In 1902, he took 8th in Hanover (13th DSB-Kongress, B tourn., Walter John won). In 1906, he took 3rd in Győr (1st HUN-ch, Zoltán von Balla won). In 1908, he tied for 6–7th in Düsseldorf (16th DSB-Kongress, Frank Marshall won). In 1909, he tied for 2nd–4th, behind Zsigmond Barász, in Budapest. In 1911, he tied for 3rd–5th in Budapest (HUN-ch, Balla and Barasz won). In 1913, he tied for 6–7th in Budapest (Rudolf Spielmann won).

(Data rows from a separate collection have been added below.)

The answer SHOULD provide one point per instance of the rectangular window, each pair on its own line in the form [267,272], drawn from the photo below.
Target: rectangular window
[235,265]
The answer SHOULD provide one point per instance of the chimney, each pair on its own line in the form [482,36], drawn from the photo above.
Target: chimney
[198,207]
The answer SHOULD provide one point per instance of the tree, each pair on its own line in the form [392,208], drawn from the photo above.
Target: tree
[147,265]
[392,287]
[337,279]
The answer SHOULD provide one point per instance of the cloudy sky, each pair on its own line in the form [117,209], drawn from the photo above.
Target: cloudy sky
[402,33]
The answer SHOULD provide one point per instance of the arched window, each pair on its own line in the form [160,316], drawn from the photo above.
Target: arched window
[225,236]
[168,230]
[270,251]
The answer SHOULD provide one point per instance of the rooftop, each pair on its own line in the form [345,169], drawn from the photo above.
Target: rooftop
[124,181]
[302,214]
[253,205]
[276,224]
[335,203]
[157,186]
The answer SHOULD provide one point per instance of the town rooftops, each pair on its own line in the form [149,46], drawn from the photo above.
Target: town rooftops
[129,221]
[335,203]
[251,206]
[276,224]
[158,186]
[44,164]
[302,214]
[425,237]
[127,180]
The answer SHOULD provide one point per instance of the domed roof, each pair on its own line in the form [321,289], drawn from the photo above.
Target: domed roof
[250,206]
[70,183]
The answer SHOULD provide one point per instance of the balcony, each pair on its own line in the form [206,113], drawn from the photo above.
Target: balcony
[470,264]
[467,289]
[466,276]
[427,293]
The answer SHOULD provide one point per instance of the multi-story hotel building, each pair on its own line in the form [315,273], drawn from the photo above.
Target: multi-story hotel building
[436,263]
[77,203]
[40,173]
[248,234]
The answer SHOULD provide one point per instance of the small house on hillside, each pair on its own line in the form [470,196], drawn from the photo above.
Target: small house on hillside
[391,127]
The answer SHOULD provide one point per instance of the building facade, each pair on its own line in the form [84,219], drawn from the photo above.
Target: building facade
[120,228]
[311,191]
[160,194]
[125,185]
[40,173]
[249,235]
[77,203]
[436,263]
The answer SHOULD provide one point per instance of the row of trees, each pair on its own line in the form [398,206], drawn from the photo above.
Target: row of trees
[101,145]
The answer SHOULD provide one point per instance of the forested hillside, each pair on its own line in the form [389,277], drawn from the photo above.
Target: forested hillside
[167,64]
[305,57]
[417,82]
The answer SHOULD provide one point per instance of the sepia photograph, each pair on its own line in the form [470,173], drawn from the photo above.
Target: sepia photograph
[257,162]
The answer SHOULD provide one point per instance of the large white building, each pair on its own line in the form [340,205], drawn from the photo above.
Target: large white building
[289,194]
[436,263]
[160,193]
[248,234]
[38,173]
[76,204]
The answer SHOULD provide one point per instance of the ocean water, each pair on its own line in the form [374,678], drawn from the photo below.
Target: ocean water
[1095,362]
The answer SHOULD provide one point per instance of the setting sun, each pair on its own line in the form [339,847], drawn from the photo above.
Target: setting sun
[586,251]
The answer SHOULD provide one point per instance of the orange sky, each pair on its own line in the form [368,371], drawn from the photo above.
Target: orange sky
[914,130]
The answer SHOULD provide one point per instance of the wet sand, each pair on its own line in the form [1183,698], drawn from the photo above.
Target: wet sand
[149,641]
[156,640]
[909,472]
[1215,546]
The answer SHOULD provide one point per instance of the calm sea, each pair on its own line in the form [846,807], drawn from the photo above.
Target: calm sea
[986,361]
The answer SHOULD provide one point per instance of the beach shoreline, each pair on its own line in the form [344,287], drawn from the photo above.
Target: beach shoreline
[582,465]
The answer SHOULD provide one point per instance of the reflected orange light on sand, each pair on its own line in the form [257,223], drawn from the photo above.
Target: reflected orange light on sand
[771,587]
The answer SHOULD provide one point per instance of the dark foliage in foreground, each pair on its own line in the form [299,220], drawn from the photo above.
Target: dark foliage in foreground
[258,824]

After World War I, he became a Romanian citizen as a result of the post-war border changes in 1920. Brody took 6th at Budapest in 1921 (Savielly Tartakower and Szávay won). In 1927, he took 2nd, behind Alexandru Tyroler, in Bucharest (2nd ROM-ch).

He played for Romania in Chess Olympiads:
- In 1926, at second board in 2nd unofficial Chess Olympiad in Budapest;
- In 1928, at first board in 2nd Chess Olympiad in The Hague (+4 –8 =4);
- In 1935, at third board in 6th Chess Olympiad in Warsaw (+5 –3 =7).
He won team bronze medal at Budapest 1926.